A symbol by itself does not have information content -- the extremely short string "0" produces an entropy of S = ln(1) = 0. There is no distinctness to be had because there is nothing else in the string to compare our single symbol to.
To consider randomization further, consider the string "1010010101010110101010101010110101100010100111010001001101011010", which is 64 symbols long. It's apparent that the string cannot be considered to be totally random just at the root level -- there are only two root symbols ("0" and "1"); any repetition of any symbol is a pattern; patterns are anathema to randomness. Secondly, we notice that there are patterns in the adjacency of the symbols as well; the composite symbols "00", "01", "10", "11" appear quite often. Since we clearly cannot avoid patterns, we must then look for balance (equal frequency) of the patterns at all possible levels in order to test for randomness.
As for actual figures regarding the frequencies of our string, we get...
For 0th level adjacency (singles), we go through the string one step at a time from the left to the right. This gives us the singles "1", "0", "1", "0", "0", etc:
The root symbol "0" occurred 32/64th of the time, as did the root symbol "1".
Balance in frequency occurred.
As for 1st level adjaceny (pairs), we go through the string one step at a time from the left to the right. This gives us the pairs "10", "01", "10", "00", "01", etc:
The composite symbol "00" occurred 7/63th of the time;
The composite symbol "01" occurred 24/63th of the time.
The composite symbol "10" occurred 25/63th of the time.
The composite symbol "11" occurred 7/63th of the time.
Imbalance in frequency occurred.
As for 2nd level adjacency (triplets), we likewise go through the string one step at a time from the left to the right. This gives us the triplets "101", "010", "100",
"001", "010", etc:
The composite symbol "000" occurred 2/62th of the time.
The composite symbol "001" occurred 5/62th of the time.
The composite symbol "010" occurred 18/62th of the time.
The composite symbol "011" occurred 6/62th of the time.
The composite symbol "100" occurred 5/62th of the time.
The composite symbol "101" occurred 19/62th of the time.
The composite symbol "110" occurred 6/62th of the time.
The composite symbol "111" occurred 1/62th of the time.
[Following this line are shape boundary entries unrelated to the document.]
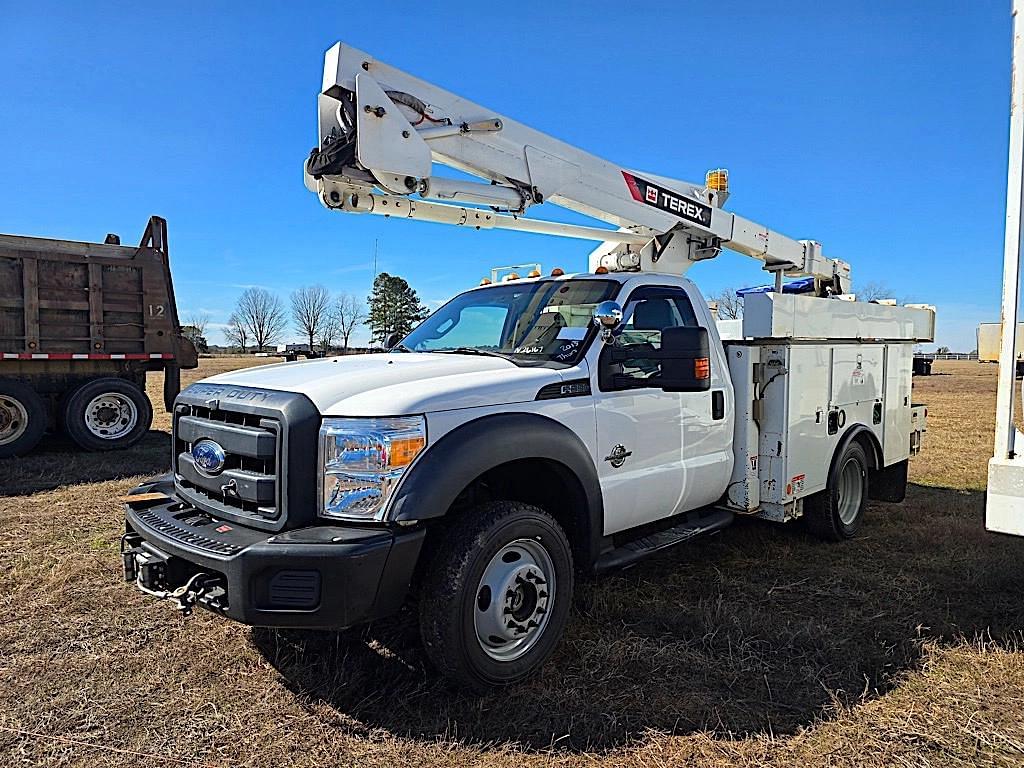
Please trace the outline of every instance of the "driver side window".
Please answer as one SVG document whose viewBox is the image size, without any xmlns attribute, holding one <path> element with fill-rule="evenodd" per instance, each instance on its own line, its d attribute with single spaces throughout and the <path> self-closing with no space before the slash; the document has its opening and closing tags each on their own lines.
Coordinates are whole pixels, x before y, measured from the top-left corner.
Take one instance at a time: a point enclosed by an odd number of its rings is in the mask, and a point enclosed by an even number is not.
<svg viewBox="0 0 1024 768">
<path fill-rule="evenodd" d="M 684 291 L 675 288 L 640 288 L 630 296 L 626 317 L 614 347 L 629 351 L 630 359 L 612 359 L 612 347 L 601 352 L 601 389 L 636 389 L 657 386 L 662 361 L 644 357 L 644 350 L 662 348 L 662 332 L 677 326 L 696 327 L 693 305 Z M 617 355 L 615 355 L 617 356 Z"/>
</svg>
Imbalance in frequency occurred.
We will skip detailing the 3rd, 4th, etc level adjacency. The point is that at the n-th level of adjacency, there are 2^(n 1) distinct symbols (root symbols for the 0th level, composite symbols for 1st level and higher), and we can consider the whole string to be random only if there is perfect balance in the frequency of the symbols at *all* levels of adjacency. Since there are imbalances in the frequency at the 1st and 2nd level, the string cannot be considered to be random.
Of course, if our string was indeed generated by a random process, then we would simply need to keep making the string longer and eventually a balance in the frequency at all levels of adjacency will naturally arise as time goes on. This is interesting to note because it means that we simply cannot know if a binary number generating process is truly random until we can analyze the symbols it puts out at an infinite level of adjacency, which requires that our string be infinite in length. It's literally impossible to tell with perfect certainty that a string of "0"s and "1"s is randomly-generated if the string is finite in length.
In essence, when someone says "quantum physics is random" and they show some data as evidence, it's still only an assumption because we do not have an infinite number of measurements to verify that statement. We can become more and more confident as we make more and more measurements (and find that the frequency in the patterns are balanced at higher and higher levels of adjacency), but we can never ever be absolutely certain until we take an infinite number of measurements. Consequently, if we were to make billions and billions of measurement and we found out that there was an unexpectedly large imbalance in frequency at say, the 23324324th level of adjancency, and this imbalance simply does not go away when we make billions and billions of more measurements, then we could say with a high degree of confidence that something deterministic is likely going on there, deep at the heart of things.
In other words, your essay indirectly puts a spotlight on one of our basic physical assumptions: "quantum physics is random" when you make mention of randomized strings. I think that's a pretty important observation, and some of your readers might pick up on it right away. This is another reason why I liked your essay a lot.